玉米MYB家族ZmMYB3R基因的克隆及抗逆功能研究
发布时间:2018-09-18 07:50
【摘要】:玉米作为重要的粮食作物和工业原料,在其生物进化过程中为应对各种逆境胁迫形成了复杂的调控网络。其中,通过转录因子与靶基因的结合来调控各种逆境相关基因的表达,可以提高植物对逆境的抗性。研究表明,MYB家族转录因子能够积极地响应植物逆境胁迫。其中R2R3亚家族是高度保守的、最为广泛的一类参与植物逆境胁迫的亚家族。而R1R2R3亚家族基因在植物逆境胁迫中的功能报道还较少,只有个别基因在拟南芥和水稻以及小麦中被发现与耐盐、耐旱等一些抗逆功能相关。本研究通过生物信息学分析并筛选了玉米中R1R2R3亚家族基因,结合PCR方法从玉米中克隆了Zm MYB3R基因。利用亚细胞定位、荧光定量PCR以及过表达转基因手段等一系列研究方法明确了该基因在玉米抗逆过程中的功能,并对其响应逆境胁迫的机制做了初步分析。具体结果如下:1.序列分析发现Zm MYB3R基因全长为1692bp,编码563个氨基酸,分子质量为61.66k D,等电点为8.33。在N端有三个MYB结构域,每个结构域中有三个色氨酸残基。同时Zm MYB3R基因与近缘物种逆境相关的3R基因的进化关系非常紧密。2.荧光定量PCR结果表明Zm MYB3R基因受外源ABA、干旱和高盐胁迫条件的诱导表达。同时组织表达模式分析显示Zm MYB3R在各个组织中均有不同程度的表达,其中在茎和叶片中表达量较高。3.通过亚细胞定位分析发现,Zm MYB3R转录因子是核定位蛋白。转录活性分析表明该基因具有转录活性,通过筛选得出活性区域为217-563bp。4.利用PCR方法构建过表达载体结合农杆菌侵染法获得转基因拟南芥植株。在MS培养基上添加Na Cl和Mannitol模拟高盐、干旱环境。除此之外在真实环境下高盐和干旱处理植株,并测定伤害度。胁迫处理结果显示:相较于野生型,转基因植株的耐盐和抗旱能力明显提高。5.ABA敏感性实验表明,转基因植株种子的萌发率明显高于野生型,叶片气孔孔径显著减小。用外源的ABA处理转基因型和野生型的拟南芥,发现转基因型的拟南芥的发芽率明显高于野生型。
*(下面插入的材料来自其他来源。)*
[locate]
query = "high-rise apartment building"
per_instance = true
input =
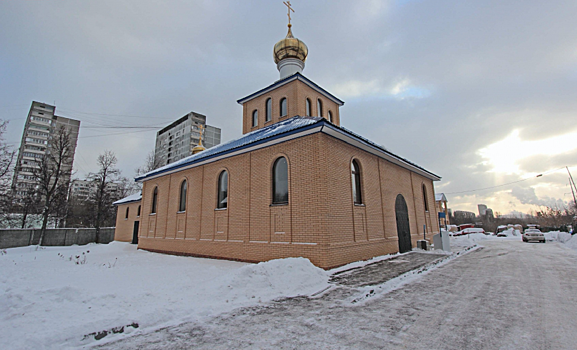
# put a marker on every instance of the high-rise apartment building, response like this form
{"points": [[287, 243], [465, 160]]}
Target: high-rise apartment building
{"points": [[41, 125], [177, 140], [482, 209]]}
而转基因拟南芥的气孔在ABA处理后孔径相对变的更窄。6.荧光定量PCR分析显示转基因植株中的ABA合成及下游相关基因的表达较野生型明显上调,表明Zm MYB3R通过调控ABA信号途径增强植物的抗逆性。说明Zm MYB3R可以依赖于ABA诱导下游逆境相关基因表达,从而提高植物的非生物胁迫的耐受力。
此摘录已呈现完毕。